Two Poems
by JENNIFER LIOU
I.
Preventative Medicine

It’s not that I’m averse to having my
nipples squeezed, or that I distrust
the plastic expertise of strangers.

She does it deftly, telling me to get all the
calcium I need by twenty seven.
I am to inspect myself every month

because small changes begin
a small, hungry death.  My
longevity her first concern,

she does it all through gloves and then takes
off the gloves, bone-white fingers
caressing themselves under running water.


II.
We Would Have Washed Away

The first night we camped in a parking lot and set out early,
despite the warning signs, despite the rush of summer’s
last snow raking the mountains.
She looks younger than my father, so it’s not the growing
old that’s disconcerting.
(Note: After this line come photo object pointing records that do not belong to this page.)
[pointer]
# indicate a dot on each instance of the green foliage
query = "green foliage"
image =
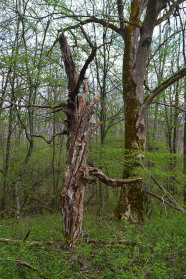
(155, 250)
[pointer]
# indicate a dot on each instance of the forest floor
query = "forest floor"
(113, 249)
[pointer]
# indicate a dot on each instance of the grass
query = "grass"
(155, 250)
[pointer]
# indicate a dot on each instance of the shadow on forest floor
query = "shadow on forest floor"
(112, 249)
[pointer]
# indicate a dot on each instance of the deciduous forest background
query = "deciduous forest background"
(34, 128)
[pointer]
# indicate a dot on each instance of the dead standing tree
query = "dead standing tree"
(79, 131)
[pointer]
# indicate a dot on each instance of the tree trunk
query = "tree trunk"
(72, 196)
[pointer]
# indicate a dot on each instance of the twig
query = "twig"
(52, 138)
(161, 199)
(168, 195)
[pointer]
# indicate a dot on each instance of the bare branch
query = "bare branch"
(86, 36)
(70, 67)
(32, 105)
(97, 20)
(110, 181)
(121, 14)
(168, 105)
(175, 77)
(164, 42)
(170, 11)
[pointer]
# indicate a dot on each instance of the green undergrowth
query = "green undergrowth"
(155, 250)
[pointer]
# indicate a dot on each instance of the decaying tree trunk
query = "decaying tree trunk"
(76, 176)
(79, 131)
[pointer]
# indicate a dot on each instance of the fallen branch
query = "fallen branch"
(110, 181)
(29, 243)
(103, 241)
(162, 199)
(52, 138)
(21, 263)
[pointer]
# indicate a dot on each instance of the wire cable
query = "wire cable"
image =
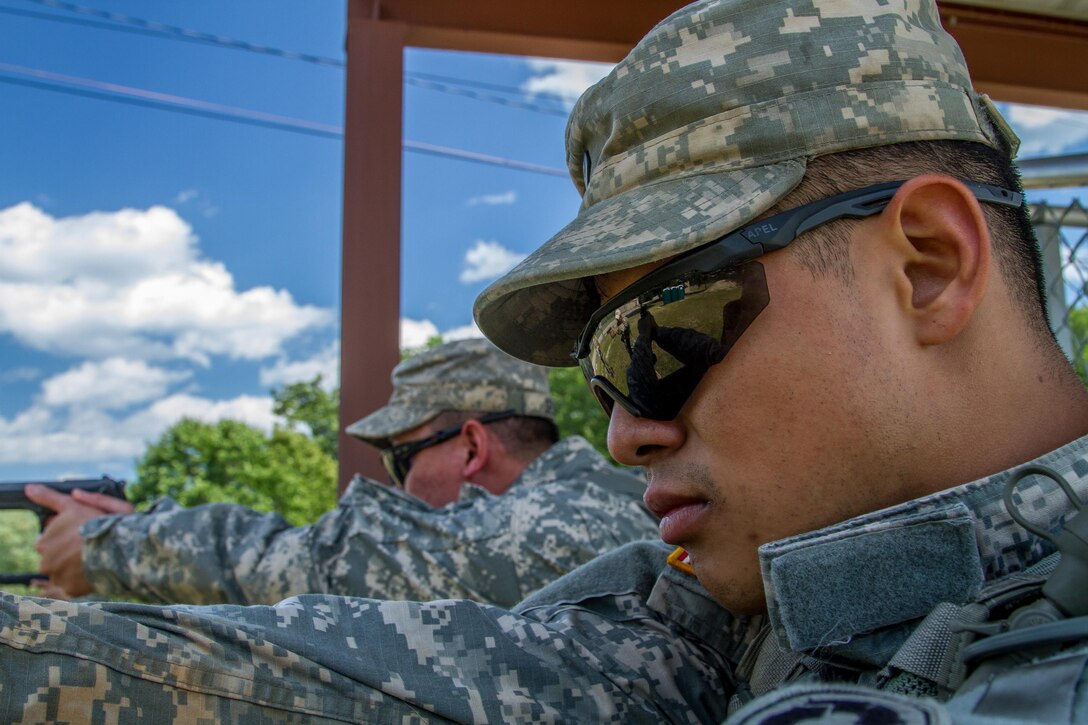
(168, 101)
(87, 87)
(141, 26)
(476, 95)
(515, 90)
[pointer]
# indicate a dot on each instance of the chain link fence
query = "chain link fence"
(1062, 231)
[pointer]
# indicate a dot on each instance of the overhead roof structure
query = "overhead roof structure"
(1025, 51)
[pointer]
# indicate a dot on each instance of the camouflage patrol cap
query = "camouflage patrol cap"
(711, 120)
(467, 375)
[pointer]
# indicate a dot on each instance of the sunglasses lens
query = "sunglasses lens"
(653, 351)
(393, 467)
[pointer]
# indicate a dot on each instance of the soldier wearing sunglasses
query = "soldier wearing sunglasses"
(814, 223)
(486, 504)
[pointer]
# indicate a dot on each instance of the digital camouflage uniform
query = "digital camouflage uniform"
(567, 506)
(625, 638)
(708, 121)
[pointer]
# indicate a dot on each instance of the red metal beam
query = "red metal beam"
(1022, 58)
(1014, 57)
(370, 277)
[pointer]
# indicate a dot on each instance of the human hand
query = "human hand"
(60, 544)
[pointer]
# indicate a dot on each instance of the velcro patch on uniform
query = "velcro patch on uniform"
(680, 560)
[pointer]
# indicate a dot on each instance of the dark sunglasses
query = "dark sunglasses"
(648, 347)
(397, 458)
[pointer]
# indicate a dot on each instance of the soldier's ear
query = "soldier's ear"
(477, 449)
(941, 248)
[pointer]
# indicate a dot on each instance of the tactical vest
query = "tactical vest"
(1018, 653)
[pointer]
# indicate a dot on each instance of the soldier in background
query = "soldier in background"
(489, 505)
(831, 490)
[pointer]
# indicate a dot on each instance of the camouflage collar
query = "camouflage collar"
(842, 590)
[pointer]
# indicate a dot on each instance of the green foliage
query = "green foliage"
(197, 463)
(311, 405)
(19, 529)
(1077, 319)
(578, 413)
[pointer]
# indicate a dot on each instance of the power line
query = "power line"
(153, 28)
(141, 26)
(481, 158)
(559, 98)
(476, 95)
(167, 101)
(110, 91)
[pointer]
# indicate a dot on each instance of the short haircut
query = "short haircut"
(524, 437)
(821, 250)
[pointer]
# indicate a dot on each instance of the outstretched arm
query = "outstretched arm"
(328, 659)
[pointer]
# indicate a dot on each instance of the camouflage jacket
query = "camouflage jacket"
(625, 638)
(568, 506)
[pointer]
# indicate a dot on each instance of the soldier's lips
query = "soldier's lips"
(680, 515)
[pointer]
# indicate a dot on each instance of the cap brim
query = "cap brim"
(538, 309)
(379, 428)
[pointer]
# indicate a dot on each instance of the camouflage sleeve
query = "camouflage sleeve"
(217, 553)
(326, 659)
(378, 542)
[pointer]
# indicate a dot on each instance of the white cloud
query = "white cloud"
(464, 332)
(109, 384)
(567, 80)
(493, 199)
(486, 260)
(79, 434)
(132, 283)
(415, 333)
(20, 375)
(324, 364)
(1047, 131)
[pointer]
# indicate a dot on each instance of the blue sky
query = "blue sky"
(156, 263)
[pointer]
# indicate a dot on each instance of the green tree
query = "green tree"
(1077, 319)
(311, 405)
(19, 529)
(197, 463)
(577, 412)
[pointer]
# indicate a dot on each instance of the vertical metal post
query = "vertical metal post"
(370, 277)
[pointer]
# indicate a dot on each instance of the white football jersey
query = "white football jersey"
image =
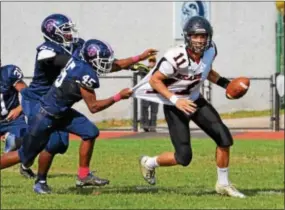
(184, 76)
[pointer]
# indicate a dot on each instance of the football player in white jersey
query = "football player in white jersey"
(175, 82)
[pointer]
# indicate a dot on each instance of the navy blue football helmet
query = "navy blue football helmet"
(197, 25)
(99, 54)
(60, 29)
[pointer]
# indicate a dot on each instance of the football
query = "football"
(237, 88)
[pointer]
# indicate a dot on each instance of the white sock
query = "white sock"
(151, 162)
(223, 176)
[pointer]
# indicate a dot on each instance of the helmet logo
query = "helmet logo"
(50, 25)
(92, 50)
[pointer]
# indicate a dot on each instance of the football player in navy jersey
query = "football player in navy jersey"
(60, 42)
(78, 80)
(12, 120)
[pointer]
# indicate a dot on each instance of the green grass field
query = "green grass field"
(257, 169)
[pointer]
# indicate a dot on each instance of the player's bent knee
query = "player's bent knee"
(224, 138)
(92, 134)
(184, 157)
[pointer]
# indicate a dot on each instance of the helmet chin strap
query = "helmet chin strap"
(60, 44)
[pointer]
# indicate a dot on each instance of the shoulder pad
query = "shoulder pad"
(177, 57)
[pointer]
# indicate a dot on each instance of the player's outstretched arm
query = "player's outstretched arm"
(215, 78)
(95, 105)
(127, 62)
(14, 113)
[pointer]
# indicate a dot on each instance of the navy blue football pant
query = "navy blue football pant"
(59, 140)
(42, 126)
(17, 127)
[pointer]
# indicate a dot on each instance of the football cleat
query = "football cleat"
(147, 173)
(229, 190)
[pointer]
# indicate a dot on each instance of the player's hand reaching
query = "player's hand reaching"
(185, 105)
(126, 93)
(14, 113)
(148, 53)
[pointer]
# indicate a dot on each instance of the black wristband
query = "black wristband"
(223, 82)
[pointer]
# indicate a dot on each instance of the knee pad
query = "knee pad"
(58, 143)
(184, 156)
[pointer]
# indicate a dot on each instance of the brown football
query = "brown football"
(237, 88)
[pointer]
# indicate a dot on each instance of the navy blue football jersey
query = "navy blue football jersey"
(9, 96)
(45, 73)
(66, 89)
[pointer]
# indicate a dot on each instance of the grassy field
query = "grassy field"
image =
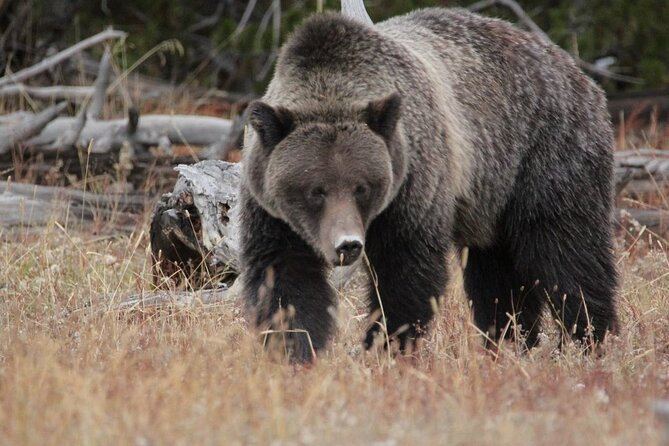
(74, 370)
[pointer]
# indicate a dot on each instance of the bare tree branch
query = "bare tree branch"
(49, 62)
(54, 92)
(12, 134)
(355, 9)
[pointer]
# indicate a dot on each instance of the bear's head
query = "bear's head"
(327, 177)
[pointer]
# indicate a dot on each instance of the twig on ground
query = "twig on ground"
(49, 62)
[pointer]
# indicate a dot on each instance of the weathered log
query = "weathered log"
(111, 134)
(59, 57)
(54, 92)
(657, 220)
(195, 228)
(15, 133)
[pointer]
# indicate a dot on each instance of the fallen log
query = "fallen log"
(111, 134)
(59, 57)
(195, 229)
(14, 133)
(71, 93)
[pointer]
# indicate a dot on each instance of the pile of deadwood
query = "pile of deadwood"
(193, 228)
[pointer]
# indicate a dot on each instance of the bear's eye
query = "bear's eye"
(317, 192)
(316, 196)
(361, 190)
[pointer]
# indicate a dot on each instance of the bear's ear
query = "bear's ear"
(272, 124)
(382, 115)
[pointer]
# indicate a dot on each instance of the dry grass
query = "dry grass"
(74, 371)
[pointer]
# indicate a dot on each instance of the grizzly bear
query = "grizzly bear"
(432, 131)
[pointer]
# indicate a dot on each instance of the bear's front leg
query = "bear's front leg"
(284, 285)
(409, 274)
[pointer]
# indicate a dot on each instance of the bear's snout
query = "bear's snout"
(348, 249)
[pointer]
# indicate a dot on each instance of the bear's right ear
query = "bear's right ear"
(272, 124)
(382, 115)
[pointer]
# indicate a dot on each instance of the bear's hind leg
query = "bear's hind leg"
(502, 306)
(411, 275)
(285, 286)
(572, 261)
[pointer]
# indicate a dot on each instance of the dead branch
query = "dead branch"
(657, 220)
(27, 205)
(195, 229)
(13, 134)
(54, 92)
(94, 110)
(57, 58)
(151, 131)
(355, 9)
(532, 26)
(179, 300)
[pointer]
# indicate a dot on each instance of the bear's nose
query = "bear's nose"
(348, 250)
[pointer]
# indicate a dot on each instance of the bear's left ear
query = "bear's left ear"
(382, 115)
(272, 124)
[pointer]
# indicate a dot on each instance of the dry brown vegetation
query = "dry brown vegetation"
(74, 370)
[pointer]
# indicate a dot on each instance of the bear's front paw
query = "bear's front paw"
(283, 340)
(293, 344)
(406, 337)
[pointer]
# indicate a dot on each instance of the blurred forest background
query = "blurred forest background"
(231, 45)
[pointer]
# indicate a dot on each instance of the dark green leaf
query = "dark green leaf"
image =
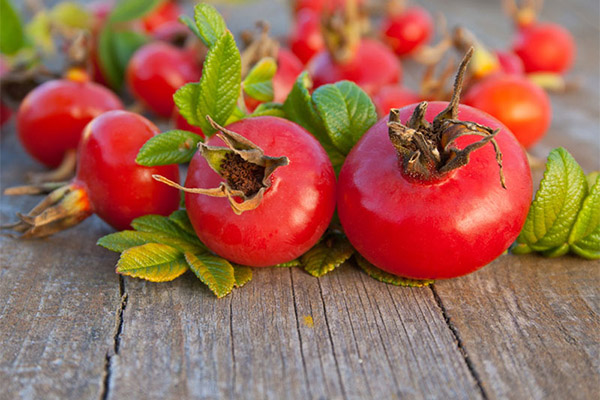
(556, 204)
(385, 277)
(12, 37)
(328, 254)
(220, 83)
(210, 24)
(215, 272)
(172, 147)
(347, 112)
(128, 10)
(153, 262)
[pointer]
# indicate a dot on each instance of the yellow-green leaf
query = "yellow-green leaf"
(153, 262)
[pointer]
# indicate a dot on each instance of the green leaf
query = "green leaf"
(385, 277)
(220, 83)
(153, 262)
(556, 204)
(172, 147)
(215, 272)
(115, 48)
(242, 275)
(271, 109)
(72, 15)
(121, 241)
(186, 99)
(584, 239)
(129, 10)
(347, 112)
(299, 108)
(12, 37)
(289, 264)
(328, 254)
(259, 82)
(210, 24)
(187, 21)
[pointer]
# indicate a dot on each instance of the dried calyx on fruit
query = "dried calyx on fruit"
(428, 150)
(244, 166)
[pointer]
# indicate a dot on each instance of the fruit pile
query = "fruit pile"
(306, 155)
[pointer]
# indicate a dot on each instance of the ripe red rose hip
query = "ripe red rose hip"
(51, 118)
(156, 71)
(108, 181)
(288, 192)
(420, 195)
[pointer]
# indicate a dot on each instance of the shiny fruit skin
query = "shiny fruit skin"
(294, 212)
(394, 96)
(545, 47)
(120, 190)
(373, 67)
(306, 38)
(434, 230)
(51, 118)
(409, 30)
(515, 101)
(156, 71)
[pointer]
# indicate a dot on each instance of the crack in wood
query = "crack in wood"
(459, 344)
(105, 389)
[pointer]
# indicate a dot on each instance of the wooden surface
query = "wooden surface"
(521, 328)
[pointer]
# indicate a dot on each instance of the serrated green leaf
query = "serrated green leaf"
(347, 112)
(289, 264)
(328, 254)
(121, 241)
(271, 109)
(242, 275)
(215, 272)
(299, 108)
(259, 82)
(129, 10)
(12, 37)
(385, 277)
(153, 262)
(172, 147)
(556, 204)
(210, 24)
(72, 15)
(186, 99)
(182, 220)
(160, 224)
(220, 83)
(584, 239)
(39, 31)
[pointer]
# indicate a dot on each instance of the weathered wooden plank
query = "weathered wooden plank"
(58, 299)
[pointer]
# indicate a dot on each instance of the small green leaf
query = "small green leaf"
(186, 99)
(210, 24)
(220, 83)
(347, 112)
(328, 254)
(271, 109)
(215, 272)
(153, 262)
(129, 10)
(556, 204)
(242, 275)
(289, 264)
(299, 108)
(259, 82)
(121, 241)
(385, 277)
(584, 239)
(72, 15)
(12, 37)
(172, 147)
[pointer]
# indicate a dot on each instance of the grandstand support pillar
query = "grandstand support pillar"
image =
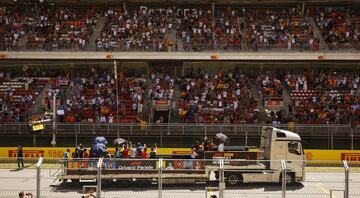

In the sequence we project,
my mother is my time machine, so I don’t like looking
at her calves and knees above her boots.
We walked all day under the August sun
until we reached the river where the bridge was out.
She crossed on a fallen log, and I crossed on a fallen log
downstream, as if I could catch her.
JENNIFER LIOU is teaching and working towards an PhD at UC Irvine, where she received an MFA in creative writing/poetry in 2008.  Her work has recently appeared in journals including Faultline, The Orange Coast Review, and Evergreen Review.